勝つことを目的として、合理性に基づいて相撲を「改革」したとしたら、おそらく、型に貫徹された相撲の美学は失われるに違いない。「スモウレスリング」は見るに耐えないスポーツになるだろう。
力士は異形であり、存在するだけで価値がある。力士がタニマチに呼ばれてお座敷に上がるとき、服を脱いでいることがある。少なくともタニマチと記念写真におさまるとき、力士は服を脱ぐ。筆者は有名力士のそうした写真を何度か見たことがある。タニマチと呼ばれる熱狂的ファンは、強い力士と一緒に酒を飲むことを喜びと感じ、彼等と自分が近しいことが、自分の権力の一部だと考える。筆者はそういう関係を否定しない。相撲界が“ごっつぁん”体質だからといって、何が悪いのか。相撲界は非合理的な伝統社会であって、だからこそ、現代社会が生み出すことのできない「商品」を供給する。テレビで写る本場所だけが相撲ではない。たとえば地方巡業は、エンターテインメントとしての相撲の本質が滲み出ている。
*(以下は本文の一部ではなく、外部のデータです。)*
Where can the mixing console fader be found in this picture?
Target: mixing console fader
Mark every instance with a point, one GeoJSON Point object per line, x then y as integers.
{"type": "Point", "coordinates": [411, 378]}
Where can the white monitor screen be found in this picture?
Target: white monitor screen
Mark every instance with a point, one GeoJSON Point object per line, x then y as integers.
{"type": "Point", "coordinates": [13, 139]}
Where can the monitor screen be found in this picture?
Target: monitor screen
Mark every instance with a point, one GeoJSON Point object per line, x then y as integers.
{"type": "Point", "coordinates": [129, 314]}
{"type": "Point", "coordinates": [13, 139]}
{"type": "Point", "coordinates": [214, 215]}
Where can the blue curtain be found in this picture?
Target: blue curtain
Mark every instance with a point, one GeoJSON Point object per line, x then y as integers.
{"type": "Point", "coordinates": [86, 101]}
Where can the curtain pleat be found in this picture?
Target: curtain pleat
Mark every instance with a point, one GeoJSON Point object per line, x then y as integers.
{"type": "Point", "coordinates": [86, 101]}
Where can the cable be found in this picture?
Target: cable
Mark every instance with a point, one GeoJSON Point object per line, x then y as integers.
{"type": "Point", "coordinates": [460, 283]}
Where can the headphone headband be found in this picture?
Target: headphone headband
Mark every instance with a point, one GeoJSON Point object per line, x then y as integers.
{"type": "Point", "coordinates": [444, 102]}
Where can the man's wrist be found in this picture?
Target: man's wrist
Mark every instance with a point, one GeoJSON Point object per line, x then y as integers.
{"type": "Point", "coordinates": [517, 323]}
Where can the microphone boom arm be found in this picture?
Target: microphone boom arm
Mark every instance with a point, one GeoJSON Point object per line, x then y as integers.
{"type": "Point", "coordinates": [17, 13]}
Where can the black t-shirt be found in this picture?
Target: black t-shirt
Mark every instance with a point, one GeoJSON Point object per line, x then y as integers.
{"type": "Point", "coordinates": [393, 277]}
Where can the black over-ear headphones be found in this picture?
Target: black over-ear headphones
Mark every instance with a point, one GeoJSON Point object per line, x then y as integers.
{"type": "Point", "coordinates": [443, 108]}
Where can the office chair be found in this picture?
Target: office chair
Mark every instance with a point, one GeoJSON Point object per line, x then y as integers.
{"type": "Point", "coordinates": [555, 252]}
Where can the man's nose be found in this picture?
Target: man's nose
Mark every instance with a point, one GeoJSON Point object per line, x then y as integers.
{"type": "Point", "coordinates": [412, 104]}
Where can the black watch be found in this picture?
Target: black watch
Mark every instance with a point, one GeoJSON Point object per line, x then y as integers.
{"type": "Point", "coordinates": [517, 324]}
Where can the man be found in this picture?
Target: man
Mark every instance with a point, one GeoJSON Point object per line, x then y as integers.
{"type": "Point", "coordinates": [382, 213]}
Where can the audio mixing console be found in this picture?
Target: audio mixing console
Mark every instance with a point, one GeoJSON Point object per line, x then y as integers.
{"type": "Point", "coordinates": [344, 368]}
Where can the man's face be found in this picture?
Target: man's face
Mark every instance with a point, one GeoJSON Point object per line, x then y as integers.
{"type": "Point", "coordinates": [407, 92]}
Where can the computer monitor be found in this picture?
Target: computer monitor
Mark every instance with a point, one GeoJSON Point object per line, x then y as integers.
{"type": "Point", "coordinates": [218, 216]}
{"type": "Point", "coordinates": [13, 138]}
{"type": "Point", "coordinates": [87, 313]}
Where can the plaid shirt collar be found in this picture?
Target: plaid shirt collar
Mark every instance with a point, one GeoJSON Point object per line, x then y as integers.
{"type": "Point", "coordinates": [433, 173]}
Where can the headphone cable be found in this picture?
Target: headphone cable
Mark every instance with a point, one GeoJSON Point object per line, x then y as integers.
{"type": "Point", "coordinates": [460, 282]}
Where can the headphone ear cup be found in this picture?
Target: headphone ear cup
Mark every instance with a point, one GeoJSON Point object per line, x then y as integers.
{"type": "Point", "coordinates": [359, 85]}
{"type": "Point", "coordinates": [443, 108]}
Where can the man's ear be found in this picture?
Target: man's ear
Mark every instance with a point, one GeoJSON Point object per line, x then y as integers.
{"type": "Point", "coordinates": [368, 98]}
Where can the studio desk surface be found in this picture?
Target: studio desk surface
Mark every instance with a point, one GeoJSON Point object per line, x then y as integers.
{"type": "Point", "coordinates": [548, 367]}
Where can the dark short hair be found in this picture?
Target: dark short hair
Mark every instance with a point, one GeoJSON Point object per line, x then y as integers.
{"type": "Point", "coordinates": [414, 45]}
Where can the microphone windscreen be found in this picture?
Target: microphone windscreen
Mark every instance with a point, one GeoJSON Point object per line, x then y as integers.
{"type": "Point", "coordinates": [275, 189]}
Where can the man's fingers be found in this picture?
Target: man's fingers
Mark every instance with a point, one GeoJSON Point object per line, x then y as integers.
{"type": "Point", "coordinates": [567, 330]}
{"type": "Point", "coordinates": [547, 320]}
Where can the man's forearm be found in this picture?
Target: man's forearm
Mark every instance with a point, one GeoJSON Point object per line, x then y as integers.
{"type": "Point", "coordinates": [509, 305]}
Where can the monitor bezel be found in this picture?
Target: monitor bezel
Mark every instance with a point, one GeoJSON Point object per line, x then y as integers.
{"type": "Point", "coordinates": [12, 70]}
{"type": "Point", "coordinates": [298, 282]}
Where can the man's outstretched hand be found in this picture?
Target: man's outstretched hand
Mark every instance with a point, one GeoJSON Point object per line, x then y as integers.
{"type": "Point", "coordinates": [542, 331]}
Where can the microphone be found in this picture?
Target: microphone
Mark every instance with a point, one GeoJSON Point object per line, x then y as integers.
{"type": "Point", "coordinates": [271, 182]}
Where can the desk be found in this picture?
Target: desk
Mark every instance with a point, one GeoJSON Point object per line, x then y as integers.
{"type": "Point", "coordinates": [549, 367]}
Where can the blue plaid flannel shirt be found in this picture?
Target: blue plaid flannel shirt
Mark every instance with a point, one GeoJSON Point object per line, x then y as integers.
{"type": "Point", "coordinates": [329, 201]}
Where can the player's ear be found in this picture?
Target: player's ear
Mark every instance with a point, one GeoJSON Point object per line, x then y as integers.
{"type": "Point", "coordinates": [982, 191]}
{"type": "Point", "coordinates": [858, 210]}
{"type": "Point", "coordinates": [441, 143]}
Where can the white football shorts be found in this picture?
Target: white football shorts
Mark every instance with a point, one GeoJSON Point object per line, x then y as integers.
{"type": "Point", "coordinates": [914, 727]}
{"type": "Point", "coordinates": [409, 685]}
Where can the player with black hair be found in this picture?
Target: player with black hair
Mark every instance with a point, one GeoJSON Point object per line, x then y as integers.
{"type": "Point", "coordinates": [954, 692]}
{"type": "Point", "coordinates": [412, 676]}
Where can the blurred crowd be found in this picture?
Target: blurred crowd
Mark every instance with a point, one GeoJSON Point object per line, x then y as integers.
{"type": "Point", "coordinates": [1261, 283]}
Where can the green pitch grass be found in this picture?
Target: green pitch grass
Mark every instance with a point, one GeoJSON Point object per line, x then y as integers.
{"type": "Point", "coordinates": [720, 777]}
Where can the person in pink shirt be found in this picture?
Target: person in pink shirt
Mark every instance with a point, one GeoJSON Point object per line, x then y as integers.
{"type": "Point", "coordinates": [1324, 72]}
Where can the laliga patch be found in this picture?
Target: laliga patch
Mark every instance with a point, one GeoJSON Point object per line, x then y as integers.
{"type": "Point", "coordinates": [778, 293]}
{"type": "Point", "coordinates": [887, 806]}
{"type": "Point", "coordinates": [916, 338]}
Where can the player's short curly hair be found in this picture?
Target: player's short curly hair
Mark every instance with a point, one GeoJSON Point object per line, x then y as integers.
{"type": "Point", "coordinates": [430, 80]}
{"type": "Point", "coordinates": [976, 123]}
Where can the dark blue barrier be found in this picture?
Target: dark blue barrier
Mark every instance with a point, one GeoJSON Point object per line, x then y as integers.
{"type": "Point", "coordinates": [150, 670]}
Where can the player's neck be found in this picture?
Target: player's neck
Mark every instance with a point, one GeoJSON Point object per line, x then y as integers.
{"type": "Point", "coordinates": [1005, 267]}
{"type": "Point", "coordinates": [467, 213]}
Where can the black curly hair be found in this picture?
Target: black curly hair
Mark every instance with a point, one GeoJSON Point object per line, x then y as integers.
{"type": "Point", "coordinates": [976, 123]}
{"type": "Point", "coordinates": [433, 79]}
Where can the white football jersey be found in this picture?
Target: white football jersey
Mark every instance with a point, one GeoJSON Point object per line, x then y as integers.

社交家としての力士は、夜の世界でも活躍している。これらも相撲の重要な一部なのだ。
筆者には、相撲は遠い存在だ。力士をお座敷に呼ぶ金もなければ趣味もない。本場所の取り組みの結果に興味を感じない。歌舞伎を見ることがないのと同様に、相撲を見たいと思わない。
けれど、伝統芸能としての相撲のあり方を否定する「合理主義者」ではない。そういう世界があることをもちろん容認するし、芸能として国技であっていいと思っている。